|
|
|
|
|
|
| |
| |
|
|
From: Thorsten
Subject: Re: v3.8+ crackle instability (facets?) with >1 uses per thread.
Date: 11 Jun 2024 03:43:56
Message: <6668003c$1@news.povray.org>
|
|
|
| |
| |
|
|
On 10.06.2024 13:51, William F Pokorny wrote:
> On 6/9/24 00:21, William F Pokorny wrote:
>> Ah, and what about facets.
>
> FWIW. The caching mechanism is simpler (older) for facets. As with
> crackle I experimented some with forcing 100% misses. The slow down in
> the heavy AA case is +195% as opposed to the +335% seen with crackle.
> The difference likely comes down to the overhead for the simpler facets
> cache being smaller. The facets cache comes close to what I wanted to
> try with the crackle cache.
>
> Going to let ideas to rattle around in my head for a while as to what to
> do. ( 1. Limit use to one crackle and one facets use in any given scene.
> 2. A cache per crackle/facets use / per thread. 3. ...)
Hi Bill,
the other issue to consider is that while there is no user interface for
it, in theory multiple renders of the same scene can run in parallel.
The actual solution to the whole problem is to keep the data needed not
only thread-local but look carefully at what is actually cached and then
ideally have it block local (also meaning, as with thread-local storage,
that the pattern changes with render block size) or even better pixel
local (no change with block size). To avoid the access to thread-local
storage, the whole rendering actually could be overhauled (which would
be good anyway) to move from a recursive to a stack based approach. That
way the needed local data could be (more easily) passed as argument down
to patterns ... but expect half a year full time to implement something
like this.
Thorsten
Post a reply to this message
|
|
| |
| |
|
|
From: William F Pokorny
Subject: Re: v3.8+ crackle instability (facets?) with >1 uses per thread.
Date: 11 Jun 2024 11:39:12
Message: <66686fa0$1@news.povray.org>
|
|
|
| |
| |
|
|
On 6/11/24 03:43, Thorsten wrote:
> Hi Bill,
>
> the other issue to consider is that while there is no user interface for
> it, in theory multiple renders of the same scene can run in parallel.
> The actual solution to the whole problem is to keep the data needed not
> only thread-local but look carefully at what is actually cached and then
> ideally have it block local (also meaning, as with thread-local storage,
> that the pattern changes with render block size) or even better pixel
> local (no change with block size). To avoid the access to thread-local
> storage, the whole rendering actually could be overhauled (which would
> be good anyway) to move from a recursive to a stack based approach. That
> way the needed local data could be (more easily) passed as argument down
> to patterns ... but expect half a year full time to implement something
> like this.
>
> Thorsten
Hi Thorsten,
Thank you for your thoughts about the situation.
One thing I've not done is think about all patterns / perturbations /
shape, thread caching with respect to overlapping in-thread storage use.

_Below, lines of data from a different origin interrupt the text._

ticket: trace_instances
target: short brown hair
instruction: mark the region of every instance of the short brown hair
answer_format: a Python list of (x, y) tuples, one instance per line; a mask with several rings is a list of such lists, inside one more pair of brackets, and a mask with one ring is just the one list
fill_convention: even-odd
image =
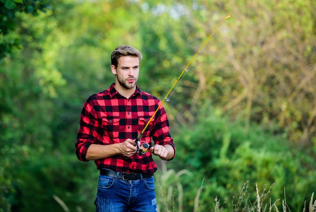
[(111, 54), (111, 65), (117, 67), (118, 61), (122, 56), (136, 57), (141, 60), (143, 56), (139, 50), (129, 45), (121, 45), (117, 47)]

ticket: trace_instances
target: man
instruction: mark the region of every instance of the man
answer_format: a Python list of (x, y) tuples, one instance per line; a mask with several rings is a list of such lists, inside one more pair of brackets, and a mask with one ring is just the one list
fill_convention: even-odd
[(80, 161), (94, 160), (100, 170), (97, 211), (156, 211), (153, 175), (157, 167), (152, 155), (170, 161), (176, 154), (162, 105), (140, 145), (133, 145), (161, 103), (137, 84), (142, 57), (131, 46), (117, 47), (111, 55), (115, 83), (83, 105), (76, 153)]

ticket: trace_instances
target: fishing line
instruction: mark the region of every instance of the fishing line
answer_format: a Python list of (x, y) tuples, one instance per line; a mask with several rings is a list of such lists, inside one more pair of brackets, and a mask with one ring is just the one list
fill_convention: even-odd
[[(194, 59), (195, 59), (195, 58), (196, 58), (196, 57), (197, 57), (197, 56), (198, 55), (199, 55), (199, 54), (201, 52), (202, 49), (203, 48), (203, 47), (204, 47), (204, 46), (206, 44), (206, 43), (207, 43), (207, 42), (208, 41), (208, 40), (209, 40), (209, 39), (210, 39), (211, 37), (213, 37), (213, 35), (214, 35), (214, 34), (215, 34), (215, 32), (217, 31), (217, 30), (220, 28), (220, 27), (223, 24), (223, 23), (227, 20), (229, 19), (231, 17), (231, 14), (233, 13), (233, 12), (234, 12), (234, 11), (237, 8), (237, 7), (238, 7), (238, 6), (239, 5), (239, 4), (240, 3), (241, 1), (239, 2), (239, 3), (238, 3), (237, 5), (236, 5), (234, 8), (229, 12), (229, 13), (228, 13), (228, 14), (226, 16), (226, 17), (225, 17), (225, 18), (224, 18), (224, 19), (223, 19), (222, 20), (222, 21), (220, 23), (220, 24), (216, 27), (216, 28), (215, 28), (215, 29), (213, 31), (213, 32), (209, 35), (209, 36), (207, 37), (207, 38), (205, 40), (205, 41), (204, 41), (204, 42), (203, 43), (203, 44), (202, 44), (202, 45), (200, 47), (200, 48), (198, 49), (198, 50), (196, 51), (196, 52), (195, 53), (195, 54), (194, 55), (194, 56), (191, 59), (191, 60), (190, 60), (190, 61), (189, 62), (189, 63), (188, 63), (188, 64), (186, 65), (186, 66), (185, 67), (185, 68), (183, 69), (183, 70), (182, 71), (182, 72), (181, 72), (181, 73), (180, 74), (180, 75), (179, 76), (179, 77), (178, 77), (178, 78), (177, 79), (177, 80), (175, 81), (175, 82), (174, 83), (173, 85), (172, 85), (172, 86), (171, 87), (171, 88), (170, 88), (170, 89), (168, 91), (168, 92), (167, 93), (167, 94), (166, 94), (166, 96), (165, 96), (165, 97), (163, 99), (163, 100), (161, 101), (160, 104), (159, 104), (159, 105), (158, 106), (158, 107), (157, 108), (157, 109), (155, 111), (155, 112), (154, 112), (153, 114), (152, 114), (152, 116), (151, 116), (151, 117), (150, 117), (150, 119), (148, 120), (148, 122), (147, 123), (147, 124), (146, 124), (146, 125), (145, 126), (145, 127), (144, 127), (144, 128), (143, 129), (143, 130), (141, 131), (141, 132), (140, 132), (140, 133), (138, 134), (138, 135), (137, 136), (136, 139), (135, 140), (135, 141), (134, 141), (134, 142), (133, 143), (133, 145), (134, 146), (136, 146), (137, 145), (138, 145), (138, 153), (141, 155), (142, 154), (144, 153), (145, 153), (146, 152), (146, 151), (145, 151), (144, 152), (143, 152), (142, 151), (142, 149), (141, 149), (141, 144), (140, 142), (139, 142), (139, 141), (140, 140), (140, 139), (141, 139), (141, 138), (143, 137), (143, 135), (144, 134), (144, 132), (145, 132), (145, 131), (147, 129), (148, 126), (149, 126), (149, 124), (151, 122), (151, 121), (152, 121), (152, 119), (153, 119), (153, 118), (154, 117), (154, 116), (155, 116), (156, 114), (157, 113), (157, 112), (158, 112), (158, 111), (159, 110), (159, 109), (160, 108), (160, 107), (161, 107), (161, 105), (164, 103), (164, 102), (165, 102), (165, 101), (169, 101), (170, 100), (170, 97), (171, 96), (171, 95), (172, 95), (172, 94), (173, 93), (173, 92), (174, 92), (174, 90), (175, 89), (175, 88), (176, 87), (176, 86), (177, 86), (179, 84), (179, 83), (180, 83), (180, 82), (181, 81), (182, 78), (183, 77), (183, 76), (184, 76), (184, 75), (185, 74), (185, 73), (186, 72), (187, 72), (188, 71), (189, 71), (189, 68), (190, 68), (191, 64), (192, 64), (192, 63), (193, 62), (193, 61), (194, 60)], [(146, 143), (147, 144), (147, 143)], [(143, 153), (144, 152), (144, 153)]]

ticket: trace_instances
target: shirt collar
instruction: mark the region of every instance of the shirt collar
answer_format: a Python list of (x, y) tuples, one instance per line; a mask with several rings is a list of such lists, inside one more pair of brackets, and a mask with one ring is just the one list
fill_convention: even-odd
[[(113, 83), (110, 87), (110, 96), (111, 98), (113, 97), (116, 95), (121, 95), (114, 87), (114, 85), (115, 85), (115, 83)], [(141, 95), (142, 92), (143, 91), (139, 88), (138, 85), (136, 84), (136, 89), (135, 91), (135, 93), (132, 95), (132, 96), (134, 96), (137, 95)]]

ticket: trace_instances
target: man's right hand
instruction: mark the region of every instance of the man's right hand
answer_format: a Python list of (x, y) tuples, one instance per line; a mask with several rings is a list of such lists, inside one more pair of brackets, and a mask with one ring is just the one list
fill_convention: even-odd
[(137, 150), (137, 147), (133, 145), (133, 142), (134, 140), (128, 138), (123, 143), (121, 143), (119, 146), (120, 153), (128, 157), (135, 154)]

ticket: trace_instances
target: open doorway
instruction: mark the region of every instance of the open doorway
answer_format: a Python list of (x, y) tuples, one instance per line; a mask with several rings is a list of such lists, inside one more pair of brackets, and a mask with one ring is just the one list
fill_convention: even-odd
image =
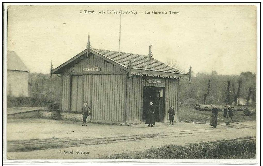
[(145, 120), (147, 109), (151, 101), (156, 108), (155, 121), (164, 122), (165, 90), (165, 88), (163, 87), (144, 86), (143, 120)]

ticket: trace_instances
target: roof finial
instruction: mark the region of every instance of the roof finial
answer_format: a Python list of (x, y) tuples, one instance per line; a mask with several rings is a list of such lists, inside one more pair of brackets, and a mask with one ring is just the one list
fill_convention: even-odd
[(88, 35), (88, 43), (87, 44), (86, 46), (86, 48), (87, 49), (87, 57), (88, 58), (89, 56), (89, 50), (90, 48), (91, 48), (91, 45), (90, 45), (90, 42), (89, 41), (89, 32)]
[(151, 45), (149, 46), (149, 54), (148, 54), (148, 56), (150, 58), (151, 58), (153, 56), (153, 54), (151, 53)]

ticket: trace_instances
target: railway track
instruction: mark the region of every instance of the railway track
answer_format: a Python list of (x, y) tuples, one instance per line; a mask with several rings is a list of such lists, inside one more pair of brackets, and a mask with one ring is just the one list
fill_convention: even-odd
[[(151, 138), (185, 137), (195, 134), (200, 134), (209, 132), (211, 133), (211, 134), (213, 134), (213, 133), (215, 134), (217, 132), (220, 132), (220, 130), (222, 129), (229, 128), (227, 127), (221, 128), (190, 130), (150, 134), (95, 138), (63, 140), (30, 143), (8, 142), (7, 152), (31, 151), (35, 150), (33, 148), (32, 148), (35, 147), (39, 147), (39, 149), (38, 150), (43, 150), (58, 148), (66, 148), (83, 145), (89, 146), (104, 144), (123, 141), (136, 141)], [(236, 128), (232, 127), (231, 128)], [(25, 147), (27, 147), (27, 148), (25, 148)]]

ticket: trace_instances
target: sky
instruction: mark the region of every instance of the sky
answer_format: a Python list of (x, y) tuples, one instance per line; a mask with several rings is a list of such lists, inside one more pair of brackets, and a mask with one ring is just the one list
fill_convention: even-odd
[[(256, 10), (238, 6), (10, 6), (7, 49), (30, 72), (44, 74), (50, 72), (50, 61), (56, 68), (85, 49), (89, 32), (92, 48), (118, 51), (122, 10), (122, 52), (146, 55), (151, 43), (153, 58), (174, 59), (183, 72), (191, 64), (196, 73), (255, 73)], [(118, 13), (107, 13), (112, 10)]]

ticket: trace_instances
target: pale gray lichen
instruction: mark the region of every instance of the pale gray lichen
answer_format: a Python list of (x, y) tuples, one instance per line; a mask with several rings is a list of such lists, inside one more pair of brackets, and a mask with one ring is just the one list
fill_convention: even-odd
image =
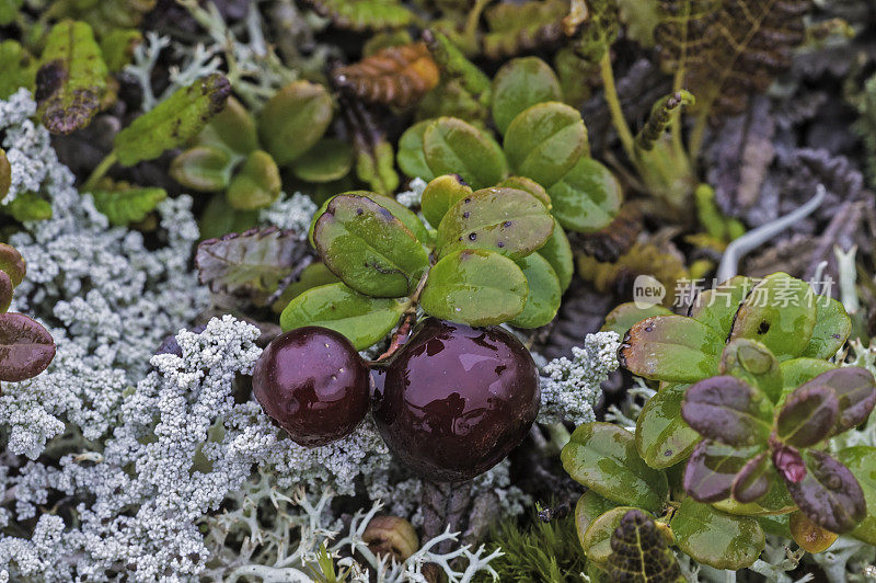
[(9, 204), (25, 192), (39, 192), (46, 186), (64, 186), (72, 178), (58, 172), (58, 157), (51, 148), (48, 132), (30, 117), (36, 103), (26, 89), (19, 89), (7, 101), (0, 101), (0, 145), (10, 163), (11, 185), (2, 203)]
[(541, 369), (540, 423), (570, 421), (576, 425), (596, 420), (593, 407), (600, 385), (616, 370), (621, 339), (616, 332), (587, 334), (584, 346), (572, 348), (572, 359), (554, 358)]
[(423, 202), (423, 191), (426, 190), (426, 181), (416, 178), (411, 181), (411, 184), (407, 185), (408, 190), (404, 192), (400, 192), (395, 195), (395, 199), (399, 204), (402, 204), (408, 208), (416, 208), (419, 207), (420, 203)]
[[(426, 583), (423, 568), (428, 563), (440, 565), (452, 583), (469, 583), (476, 574), (495, 578), (489, 562), (500, 551), (487, 553), (483, 547), (472, 550), (468, 546), (447, 553), (436, 550), (440, 542), (456, 540), (453, 533), (425, 541), (401, 563), (374, 556), (362, 535), (382, 505), (374, 503), (367, 512), (358, 511), (345, 527), (330, 511), (333, 496), (327, 490), (309, 496), (299, 488), (290, 498), (273, 488), (268, 476), (260, 473), (230, 496), (230, 510), (205, 518), (211, 558), (201, 580), (311, 582), (330, 575), (318, 564), (318, 559), (328, 557), (337, 580), (343, 581)], [(265, 508), (273, 515), (267, 524), (260, 519)], [(240, 548), (227, 546), (229, 539), (240, 541)]]
[(258, 219), (279, 229), (306, 233), (315, 213), (316, 204), (313, 199), (297, 192), (289, 197), (281, 194), (270, 206), (258, 212)]

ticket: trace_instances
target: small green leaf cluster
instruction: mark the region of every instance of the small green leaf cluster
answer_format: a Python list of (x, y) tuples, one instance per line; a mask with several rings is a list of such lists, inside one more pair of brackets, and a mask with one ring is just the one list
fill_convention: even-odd
[(592, 232), (608, 225), (621, 205), (612, 173), (589, 157), (580, 114), (561, 102), (553, 70), (539, 58), (503, 66), (488, 92), (502, 146), (486, 129), (457, 117), (425, 119), (399, 141), (399, 167), (431, 180), (459, 174), (472, 188), (485, 188), (509, 174), (542, 186), (563, 228)]
[(826, 451), (876, 404), (868, 371), (828, 361), (851, 331), (840, 302), (776, 273), (734, 277), (688, 317), (635, 315), (623, 305), (608, 320), (630, 327), (619, 357), (658, 392), (635, 434), (586, 424), (563, 450), (590, 488), (578, 505), (588, 558), (606, 564), (619, 504), (652, 513), (680, 550), (717, 569), (750, 565), (764, 531), (788, 537), (795, 511), (821, 530), (876, 540), (866, 510), (876, 448)]
[(33, 378), (55, 358), (48, 330), (23, 313), (7, 311), (26, 271), (21, 253), (0, 243), (0, 380), (7, 382)]
[(239, 210), (277, 199), (280, 168), (307, 182), (338, 180), (353, 165), (353, 148), (324, 137), (332, 107), (328, 91), (308, 81), (280, 89), (257, 119), (232, 98), (192, 147), (174, 159), (171, 175), (195, 191), (224, 191), (228, 204)]
[(549, 323), (572, 281), (572, 249), (544, 190), (512, 178), (473, 191), (458, 175), (423, 193), (427, 228), (394, 198), (339, 194), (316, 213), (310, 241), (339, 282), (295, 297), (284, 330), (321, 325), (357, 348), (382, 339), (403, 313), (470, 325)]

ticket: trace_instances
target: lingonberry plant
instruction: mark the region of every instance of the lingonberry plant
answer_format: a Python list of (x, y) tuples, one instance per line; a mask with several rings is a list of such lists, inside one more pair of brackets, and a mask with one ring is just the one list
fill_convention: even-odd
[[(539, 192), (531, 181), (526, 185)], [(341, 282), (295, 298), (280, 325), (332, 328), (361, 350), (417, 307), (471, 325), (535, 328), (554, 318), (561, 281), (572, 278), (572, 253), (543, 198), (511, 186), (473, 192), (456, 176), (440, 176), (424, 192), (423, 206), (437, 230), (374, 193), (327, 201), (310, 240)]]
[(851, 330), (842, 305), (775, 273), (734, 277), (689, 316), (648, 311), (664, 313), (636, 321), (641, 310), (623, 305), (608, 318), (629, 327), (623, 366), (659, 384), (635, 433), (585, 424), (563, 449), (566, 470), (589, 488), (576, 510), (588, 558), (611, 571), (610, 540), (632, 519), (629, 506), (717, 569), (751, 565), (764, 531), (816, 552), (837, 534), (872, 544), (876, 491), (862, 460), (876, 448), (831, 446), (876, 404), (868, 370), (831, 361)]
[(458, 117), (425, 119), (400, 138), (402, 170), (425, 180), (456, 173), (472, 188), (500, 183), (509, 173), (526, 176), (550, 198), (563, 228), (592, 232), (608, 225), (621, 205), (620, 184), (590, 158), (580, 113), (562, 103), (551, 67), (537, 57), (512, 59), (492, 84), (482, 83), (502, 146), (488, 129)]
[(48, 330), (23, 313), (7, 311), (25, 273), (21, 253), (0, 243), (0, 380), (5, 382), (33, 378), (55, 358), (55, 342)]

In other words, what other problems like this might be sitting in the
code today...
On the blocking, you got me thinking one nearer term option with crackle
and facets might be to track the pattern / perturbation pointers
themselves alongside the usual cube centers. In cases where we get a
hit, but the pointers themselves don't match, we'd act like we missed
and create a new cache entry. Rather than stick that 'overlapping hit'
entry in the cache, we'd do the distance measures locally and discard
the entry. Not optimal, more storage for the cache, but it would be
better than just turning the cache off.
On storage block or pixel local/thread storage. Better I'd say, but so
long as the patterns might share the storage, I think it still leaves us
exposed given how the crackle / facets patterns work today.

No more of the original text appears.